Debt-to-equity ratio tells us how much of the asset debtors could claim if the company went out of business. For ZIM, the debt-to-equity ratio is 10.98%, which means its debt level does not pose a threat to its operations right now. While debt-to-equity ratio has several factors at play, an easier way to check whether ZIM’s leverage is at a sustainable level is to check its ability to service the debt. A company generating earnings at least three times its interest payments is considered financially sound. ZIM’s profits amply covers interest at 13.73 times, which is seen as relatively safe. This means lenders may be inclined to lend more money to the company, as it is seen as safe in terms of payback.

Next Steps:

Are you a shareholder? ZIM’s high cash coverage and low debt levels indicate its ability to utilise its borrowings efficiently in order to generate ample cash flow. In addition to this, the company will be able to pay all of its upcoming liabilities from its current short-term assets. Going forward, its financial position may be different. You should always be keeping on top of market expectations for ZIM’s future growth on our free analysis platform.

Are you a potential investor? ZIM’s high cash coverage and low levels of debt indicate its ability to use its borrowings efficiently in order to produce a healthy cash flow. In addition, its high liquidity ensures the company will continue to operate smoothly should unfavourable circumstances arise.
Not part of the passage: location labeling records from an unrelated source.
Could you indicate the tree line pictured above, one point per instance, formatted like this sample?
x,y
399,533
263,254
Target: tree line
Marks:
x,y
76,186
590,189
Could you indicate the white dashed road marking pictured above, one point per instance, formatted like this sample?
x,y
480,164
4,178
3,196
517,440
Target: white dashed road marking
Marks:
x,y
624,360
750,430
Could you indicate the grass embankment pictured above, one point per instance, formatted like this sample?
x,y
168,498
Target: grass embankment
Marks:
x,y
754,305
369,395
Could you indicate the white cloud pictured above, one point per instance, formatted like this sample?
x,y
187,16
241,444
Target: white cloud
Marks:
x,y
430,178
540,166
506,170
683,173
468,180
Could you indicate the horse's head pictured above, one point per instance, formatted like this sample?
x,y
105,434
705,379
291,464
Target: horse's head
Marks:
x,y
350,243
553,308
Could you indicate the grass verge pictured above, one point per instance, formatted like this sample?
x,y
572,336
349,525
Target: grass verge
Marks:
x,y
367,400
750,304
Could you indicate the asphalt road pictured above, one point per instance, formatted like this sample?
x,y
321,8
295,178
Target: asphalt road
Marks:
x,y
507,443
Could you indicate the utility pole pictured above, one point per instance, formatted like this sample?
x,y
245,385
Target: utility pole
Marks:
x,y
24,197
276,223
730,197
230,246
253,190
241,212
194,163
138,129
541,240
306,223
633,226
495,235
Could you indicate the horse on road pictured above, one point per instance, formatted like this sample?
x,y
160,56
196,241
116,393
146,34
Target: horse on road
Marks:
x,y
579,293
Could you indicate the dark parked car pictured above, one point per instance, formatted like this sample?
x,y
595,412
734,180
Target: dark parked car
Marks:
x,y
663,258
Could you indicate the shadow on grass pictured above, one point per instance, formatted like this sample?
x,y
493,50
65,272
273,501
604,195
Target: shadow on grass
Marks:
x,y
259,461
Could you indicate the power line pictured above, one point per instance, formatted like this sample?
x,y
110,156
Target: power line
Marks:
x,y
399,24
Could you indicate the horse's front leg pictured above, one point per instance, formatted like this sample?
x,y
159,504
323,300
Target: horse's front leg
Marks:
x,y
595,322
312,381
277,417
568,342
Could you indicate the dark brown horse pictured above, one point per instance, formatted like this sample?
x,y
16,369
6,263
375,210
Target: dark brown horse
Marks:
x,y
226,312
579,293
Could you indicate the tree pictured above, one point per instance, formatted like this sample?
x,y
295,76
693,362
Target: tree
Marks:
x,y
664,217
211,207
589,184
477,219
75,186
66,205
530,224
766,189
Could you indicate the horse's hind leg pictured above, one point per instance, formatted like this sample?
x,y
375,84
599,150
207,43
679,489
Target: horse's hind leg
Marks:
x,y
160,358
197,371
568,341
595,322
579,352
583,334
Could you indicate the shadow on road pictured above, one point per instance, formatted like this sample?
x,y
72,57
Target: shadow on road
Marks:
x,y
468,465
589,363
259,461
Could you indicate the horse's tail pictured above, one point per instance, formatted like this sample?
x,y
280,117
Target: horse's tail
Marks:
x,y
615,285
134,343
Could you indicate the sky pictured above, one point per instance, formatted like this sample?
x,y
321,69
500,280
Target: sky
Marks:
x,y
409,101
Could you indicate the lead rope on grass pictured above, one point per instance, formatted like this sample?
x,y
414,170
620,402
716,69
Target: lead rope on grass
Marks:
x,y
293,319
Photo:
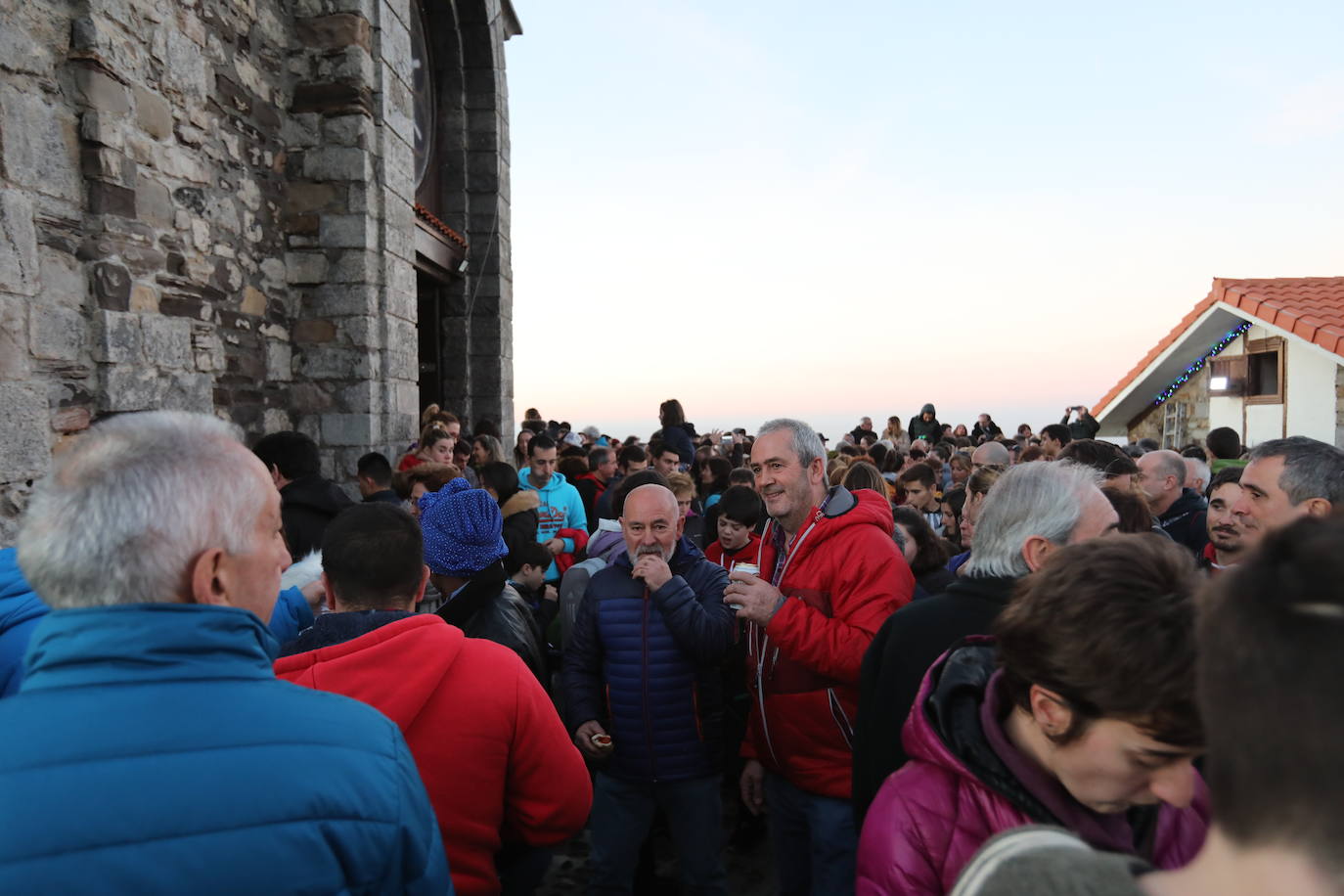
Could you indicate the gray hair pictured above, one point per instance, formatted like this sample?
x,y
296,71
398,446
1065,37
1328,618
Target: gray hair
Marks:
x,y
1196,469
132,503
1032,499
1312,469
804,441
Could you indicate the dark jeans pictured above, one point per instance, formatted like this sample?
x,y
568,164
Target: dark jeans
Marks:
x,y
622,813
813,840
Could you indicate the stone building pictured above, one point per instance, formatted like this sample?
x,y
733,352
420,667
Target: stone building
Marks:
x,y
1261,356
291,212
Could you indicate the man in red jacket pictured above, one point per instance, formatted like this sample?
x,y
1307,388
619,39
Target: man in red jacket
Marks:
x,y
496,760
829,576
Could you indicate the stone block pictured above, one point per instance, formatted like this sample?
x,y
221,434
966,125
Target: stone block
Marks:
x,y
279,362
349,130
111,199
14,349
254,301
154,202
154,114
351,428
338,162
112,287
348,231
362,332
101,128
167,340
56,332
356,267
334,31
189,392
305,267
24,432
40,144
18,245
115,337
101,92
333,363
71,420
341,299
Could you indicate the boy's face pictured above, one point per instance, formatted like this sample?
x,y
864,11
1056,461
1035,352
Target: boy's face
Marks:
x,y
531,576
733,535
919,496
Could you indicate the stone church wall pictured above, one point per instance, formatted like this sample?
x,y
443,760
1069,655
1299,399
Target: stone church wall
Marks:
x,y
208,204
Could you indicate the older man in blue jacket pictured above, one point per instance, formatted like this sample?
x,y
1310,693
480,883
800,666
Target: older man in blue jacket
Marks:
x,y
642,676
151,748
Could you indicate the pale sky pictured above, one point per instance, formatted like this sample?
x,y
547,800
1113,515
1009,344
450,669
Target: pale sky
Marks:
x,y
994,207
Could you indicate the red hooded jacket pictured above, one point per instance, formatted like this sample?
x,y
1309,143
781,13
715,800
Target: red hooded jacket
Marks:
x,y
491,749
843,576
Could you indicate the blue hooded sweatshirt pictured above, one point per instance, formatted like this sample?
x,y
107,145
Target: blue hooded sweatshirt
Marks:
x,y
560,508
21,610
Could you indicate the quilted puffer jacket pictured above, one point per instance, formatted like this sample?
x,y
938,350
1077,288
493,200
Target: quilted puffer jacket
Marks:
x,y
647,666
955,792
841,579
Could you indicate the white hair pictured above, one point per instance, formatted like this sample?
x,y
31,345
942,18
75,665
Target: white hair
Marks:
x,y
804,441
1045,499
132,503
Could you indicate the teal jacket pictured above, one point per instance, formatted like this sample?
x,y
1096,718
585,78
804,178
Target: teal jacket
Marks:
x,y
151,749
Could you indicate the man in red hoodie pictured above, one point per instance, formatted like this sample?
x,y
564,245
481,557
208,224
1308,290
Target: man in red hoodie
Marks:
x,y
496,760
829,576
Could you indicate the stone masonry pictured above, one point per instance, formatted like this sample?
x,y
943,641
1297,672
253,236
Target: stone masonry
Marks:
x,y
208,204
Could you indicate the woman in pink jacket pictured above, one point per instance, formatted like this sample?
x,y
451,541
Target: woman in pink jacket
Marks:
x,y
1080,713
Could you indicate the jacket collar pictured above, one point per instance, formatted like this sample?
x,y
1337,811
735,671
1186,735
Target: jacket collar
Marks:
x,y
143,643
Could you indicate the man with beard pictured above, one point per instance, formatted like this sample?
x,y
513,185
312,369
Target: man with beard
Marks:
x,y
1228,532
642,677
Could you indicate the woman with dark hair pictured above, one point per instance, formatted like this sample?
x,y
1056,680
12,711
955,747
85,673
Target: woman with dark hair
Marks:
x,y
1078,713
516,506
714,479
676,434
923,551
953,501
524,435
434,446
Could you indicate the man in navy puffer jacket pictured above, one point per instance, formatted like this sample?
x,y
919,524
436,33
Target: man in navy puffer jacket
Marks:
x,y
642,675
151,748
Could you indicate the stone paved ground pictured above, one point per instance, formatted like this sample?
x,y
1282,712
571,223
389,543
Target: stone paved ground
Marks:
x,y
750,871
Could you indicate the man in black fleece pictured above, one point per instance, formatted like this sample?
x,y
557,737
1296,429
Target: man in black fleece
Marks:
x,y
1030,512
308,501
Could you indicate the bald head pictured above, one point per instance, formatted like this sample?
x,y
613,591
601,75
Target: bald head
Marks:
x,y
991,454
1161,475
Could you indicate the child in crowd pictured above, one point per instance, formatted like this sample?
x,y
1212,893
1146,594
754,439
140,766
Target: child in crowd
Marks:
x,y
525,568
922,495
739,511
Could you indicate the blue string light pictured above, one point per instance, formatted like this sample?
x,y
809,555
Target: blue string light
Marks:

To gain more conviction in the stock, you need to also analyse the company’s track record. As a following step, you should take a look at ZIM’s past performance analysis on our free platform to conclude on ZIM’s financial health.


To help readers see pass the short term volatility of the financial market, we aim to bring you a long-term focused research analysis purely driven by fundamental data. Note that our analysis does not factor in the latest price sensitive company announcements.

The author is an independent contributor and at the time of publication had no position in the stocks mentioned.